Fino a che punto può spingersi lo sguardo? Qual è la responsabilità morale di chi osserva?

La telecamera diventa una finestra sull'anima del protagonista e per estensione, sull'anima stessa dello spettatore. Se il cinema è l'arte del vedere, qui Powell trasforma la macchina da presa in un oggetto carico di potere: non più un mezzo neutrale di riproduzione, ma un'arma in grado di penetrare la psiche, di svelare i segreti più oscuri e inconfessabili dell'essere umano. La telecamera di Mark Lewis diventa un catalizzatore del suo trauma, un prolungamento delle sue ossessioni infantili e della sua perversione. Attraverso l'obiettivo, Mark non solo osserva, ma domina, imprigionando le sue vittime in un quadro in cui l'ultima immagine che vedono è quella di loro stesse, intrappolate nel momento estremo della morte. L'idea che la macchina da presa possa sondare la parte più profonda e nascosta dell'individuo è resa ancora più inquietante dal fatto che tale sguardo sia sempre moralmente compromesso. Il punto cruciale è che lo sguardo della macchina da presa non è mai neutrale.

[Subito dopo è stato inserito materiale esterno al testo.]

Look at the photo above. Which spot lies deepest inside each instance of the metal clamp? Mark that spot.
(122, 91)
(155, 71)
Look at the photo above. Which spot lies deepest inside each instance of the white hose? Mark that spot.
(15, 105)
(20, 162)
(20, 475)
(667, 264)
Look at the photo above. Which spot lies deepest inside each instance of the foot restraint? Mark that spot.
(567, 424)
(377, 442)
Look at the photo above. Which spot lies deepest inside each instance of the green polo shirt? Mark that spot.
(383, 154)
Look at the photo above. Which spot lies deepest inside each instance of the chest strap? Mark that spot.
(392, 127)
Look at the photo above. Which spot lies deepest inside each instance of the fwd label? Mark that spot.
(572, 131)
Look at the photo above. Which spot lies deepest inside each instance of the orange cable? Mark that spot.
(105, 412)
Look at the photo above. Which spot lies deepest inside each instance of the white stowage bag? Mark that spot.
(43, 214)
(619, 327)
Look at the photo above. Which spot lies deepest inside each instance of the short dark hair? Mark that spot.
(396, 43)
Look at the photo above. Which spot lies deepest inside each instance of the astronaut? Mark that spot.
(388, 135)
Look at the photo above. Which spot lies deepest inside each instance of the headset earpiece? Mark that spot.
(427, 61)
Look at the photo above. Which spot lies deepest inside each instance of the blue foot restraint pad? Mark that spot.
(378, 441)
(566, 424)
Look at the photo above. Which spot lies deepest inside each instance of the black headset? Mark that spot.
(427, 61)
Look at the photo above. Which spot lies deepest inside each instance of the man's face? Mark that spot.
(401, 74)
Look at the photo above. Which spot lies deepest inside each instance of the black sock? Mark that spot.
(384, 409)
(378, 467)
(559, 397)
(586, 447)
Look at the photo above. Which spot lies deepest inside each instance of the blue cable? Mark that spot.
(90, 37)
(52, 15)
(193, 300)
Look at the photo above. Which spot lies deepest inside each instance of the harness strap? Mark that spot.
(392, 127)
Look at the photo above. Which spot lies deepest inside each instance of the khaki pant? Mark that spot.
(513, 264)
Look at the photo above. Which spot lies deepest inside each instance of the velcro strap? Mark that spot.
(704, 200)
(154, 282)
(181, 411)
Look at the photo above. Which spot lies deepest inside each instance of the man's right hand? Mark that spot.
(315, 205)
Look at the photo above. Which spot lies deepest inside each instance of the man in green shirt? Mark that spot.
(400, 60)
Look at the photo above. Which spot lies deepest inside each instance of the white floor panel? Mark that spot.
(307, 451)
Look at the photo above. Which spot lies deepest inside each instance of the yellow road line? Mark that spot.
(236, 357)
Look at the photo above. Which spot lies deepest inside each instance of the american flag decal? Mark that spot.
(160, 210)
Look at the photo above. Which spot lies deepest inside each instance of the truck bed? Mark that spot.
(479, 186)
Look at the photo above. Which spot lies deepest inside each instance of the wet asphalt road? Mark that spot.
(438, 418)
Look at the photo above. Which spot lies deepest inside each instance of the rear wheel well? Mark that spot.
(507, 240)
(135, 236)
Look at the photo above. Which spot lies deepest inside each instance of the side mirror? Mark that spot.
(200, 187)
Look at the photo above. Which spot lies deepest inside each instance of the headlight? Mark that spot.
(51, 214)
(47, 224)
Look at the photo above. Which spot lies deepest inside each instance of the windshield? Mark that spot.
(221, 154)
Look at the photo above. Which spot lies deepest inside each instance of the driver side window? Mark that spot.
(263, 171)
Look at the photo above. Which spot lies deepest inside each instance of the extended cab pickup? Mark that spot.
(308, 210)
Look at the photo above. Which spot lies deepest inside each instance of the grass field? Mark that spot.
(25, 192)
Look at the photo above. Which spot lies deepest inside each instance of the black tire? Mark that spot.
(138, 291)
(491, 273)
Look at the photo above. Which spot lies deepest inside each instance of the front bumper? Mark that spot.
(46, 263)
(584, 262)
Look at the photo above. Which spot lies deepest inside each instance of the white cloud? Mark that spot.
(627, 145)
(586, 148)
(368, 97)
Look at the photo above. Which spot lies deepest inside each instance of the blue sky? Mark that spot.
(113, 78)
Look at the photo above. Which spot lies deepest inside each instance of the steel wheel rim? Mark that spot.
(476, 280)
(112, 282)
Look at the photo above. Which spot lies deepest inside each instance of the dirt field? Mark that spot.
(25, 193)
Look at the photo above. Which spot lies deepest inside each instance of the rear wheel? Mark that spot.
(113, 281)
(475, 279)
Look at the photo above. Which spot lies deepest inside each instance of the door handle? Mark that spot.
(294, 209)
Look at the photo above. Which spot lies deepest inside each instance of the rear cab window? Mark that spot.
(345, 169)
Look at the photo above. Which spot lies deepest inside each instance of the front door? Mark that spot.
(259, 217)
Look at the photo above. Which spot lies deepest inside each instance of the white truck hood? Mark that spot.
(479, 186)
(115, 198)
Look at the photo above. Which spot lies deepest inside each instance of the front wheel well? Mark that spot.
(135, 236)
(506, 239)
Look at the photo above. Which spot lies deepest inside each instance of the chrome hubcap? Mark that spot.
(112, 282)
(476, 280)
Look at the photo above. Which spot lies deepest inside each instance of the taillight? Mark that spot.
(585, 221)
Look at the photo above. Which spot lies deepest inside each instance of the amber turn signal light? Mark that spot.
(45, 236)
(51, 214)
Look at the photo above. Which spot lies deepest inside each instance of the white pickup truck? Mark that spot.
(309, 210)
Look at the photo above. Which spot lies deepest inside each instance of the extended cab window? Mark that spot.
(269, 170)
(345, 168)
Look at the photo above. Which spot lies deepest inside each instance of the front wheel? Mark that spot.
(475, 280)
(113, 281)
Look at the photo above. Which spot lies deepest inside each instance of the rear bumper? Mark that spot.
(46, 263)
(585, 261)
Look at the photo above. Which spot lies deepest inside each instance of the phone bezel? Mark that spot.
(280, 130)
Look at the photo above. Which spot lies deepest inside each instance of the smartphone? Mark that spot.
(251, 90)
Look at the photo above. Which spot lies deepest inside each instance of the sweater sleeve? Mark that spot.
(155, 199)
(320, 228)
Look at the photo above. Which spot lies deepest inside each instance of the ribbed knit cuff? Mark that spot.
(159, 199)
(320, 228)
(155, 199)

Quando Mark guarda attraverso la telecamera, la sua prospettiva è contaminata dalle sue pulsioni e dai suoi traumi. In un contesto più ampio, il film di Powell invita a riflettere sulla natura stessa del cinema e del voyeurismo. Guardare non è mai solo un atto passivo; implica sempre una forma di partecipazione e, in certi casi, di complicità. Quando il pubblico osserva ciò che accade sullo schermo, viene messo di fronte al proprio desiderio di vedere, al piacere (o al disagio) che ne deriva. La macchina da presa, dunque, non solo rivela la profondità nascosta del personaggio, ma obbliga lo spettatore a confrontarsi con la propria moralità. 

"Peeping Tom" evoca con precisione inquietante quella sensazione viscerale di essere spettatori non autorizzati, di assistere a qualcosa che non dovremmo vedere, gettandoci nel cuore oscuro della natura voyeuristica del cinema stesso. Michael Powell, con la sua regia audace e provocatoria, non si limita a raccontare una storia di orrore psicologico; ci costringe a riflettere sulle dinamiche tra chi guarda e ciò che viene guardato, ponendo in discussione l'etica stessa dello spettatore.